What's that? You didn't know there was a difference? Yeah, well, there is! Alcoholics drink because they are addicted to the stuff. When they've got it bad enough they will drink just about anything that contains alcohol. Some of us don't get addicted; we can take or leave alcohol as we please. We are choosy about what we drink and only consume the stuff to turn our minds into mush. We choose to drink ourselves into oblivion as much as we can.
"I'd better explain a little about Cassie's problem to you first, Mr Elks; and I'll try to keep it in layman's terms as much as I can. Cassie appears to be in a fugue state. As I told you it's a rare condition, but extremely well documented. The sufferer loses all knowledge of who they are, and inexplicably are known to travel away from home, or places they are familiar with, as if running away from something."

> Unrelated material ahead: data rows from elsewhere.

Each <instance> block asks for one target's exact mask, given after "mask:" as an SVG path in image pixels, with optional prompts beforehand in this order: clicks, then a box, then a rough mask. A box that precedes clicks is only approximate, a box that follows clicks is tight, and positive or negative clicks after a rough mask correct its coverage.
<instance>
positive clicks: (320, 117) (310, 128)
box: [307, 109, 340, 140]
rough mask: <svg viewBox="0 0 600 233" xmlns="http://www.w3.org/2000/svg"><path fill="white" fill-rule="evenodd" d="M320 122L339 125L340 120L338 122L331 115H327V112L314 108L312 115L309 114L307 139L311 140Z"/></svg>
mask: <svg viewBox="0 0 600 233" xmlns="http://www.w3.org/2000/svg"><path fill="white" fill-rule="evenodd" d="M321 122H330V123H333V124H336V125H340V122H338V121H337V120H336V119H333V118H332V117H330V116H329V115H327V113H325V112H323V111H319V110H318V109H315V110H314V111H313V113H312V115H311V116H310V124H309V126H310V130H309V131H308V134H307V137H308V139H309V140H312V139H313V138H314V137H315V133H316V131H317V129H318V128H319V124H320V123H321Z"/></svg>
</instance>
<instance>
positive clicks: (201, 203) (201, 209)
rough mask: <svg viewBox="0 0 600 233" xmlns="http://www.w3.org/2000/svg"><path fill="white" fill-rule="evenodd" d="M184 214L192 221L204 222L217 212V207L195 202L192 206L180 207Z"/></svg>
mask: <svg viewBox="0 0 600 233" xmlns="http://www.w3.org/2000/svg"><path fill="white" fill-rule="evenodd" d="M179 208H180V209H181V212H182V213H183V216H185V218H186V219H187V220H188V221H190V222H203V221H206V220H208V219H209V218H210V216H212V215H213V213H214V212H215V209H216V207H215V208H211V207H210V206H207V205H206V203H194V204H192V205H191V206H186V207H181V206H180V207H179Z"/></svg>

"Usually they are assumed to have taken on or invented a new persona for themselves whilst in this condition. And most commonly they recover after a few days or even weeks. The odd thing is, they usually have no recollection of the time they are in the fugue state. So knowledge of what they actually do whilst in a fugue is extremely limited."
"As far as it's understood, usually they will just wake up one morning in a strange place, with no idea how they got there or what they've done during the fugue. Sometimes giving the impression that they've only just lost their memory. Other times the memory has returned. But rarely with any knowledge or memory of what happened when they were in the fugue."
"So, Cassandra should know why she left then."
"No, Mr Elks; Cassie is the exception, it's been nearly four years and she's still in the fugue condition. She has no recollection of her childhood, or of you. She believes at the present time that she's an American by the name of Sarah Lee."
"Why should she think that?"
"Because that's who she's been for the last four years. Look Mr Elks, let me explain how she was found. You know the Americans are getting a little paranoid about the terrorist threat. Well, apparently Sarah Lee applied for a position in a government agency over there. As a matter of routine she was finger printed and her prints didn't match up to the prints of Sarah Lee that the FBI had on file."
"Add to that, she speaks English with a very pronounced English accent and she is also fluent in Serbo-Croat..."
"Do what?"
"Yes, she apparently speaks it like a native, didn't you know? Well, it's not surprising really, her parents were Croatian. Ah, you never knew that either!"
"They were both dead long before I met Cassandra."
"Don't suppose there was any point in Cassie mentioning the fact then. I know she had ample reason to want to forget the country. Anyway the American authorities kind-of had themselves a communal heart attack, and assumed that Cassandra, or Sarah Lee, was some kind of terrorist sleeper. Apparently it's routine for them to check terrorist fingerprints with the British police and their system threw up Cassandra's name as a missing person pretty quickly."
"It took a few months before an American psychologist realised that Cassandra wasn't a threat, but a patient in need of help. They eventually got in touch with Cassandra's Aunt and she had Cassie flown back to the UK, where she was placed into my hands. I'm charged with the problem of getting Cassie's memory back."
"Well, if you're convinced she lost her memory, surely all you got to do is find out what caused her to lose it. But if you're expecting me to come up with a reason, then you're barking up the wrong tree mate. I have no idea what came over Cassandra that night, or why!"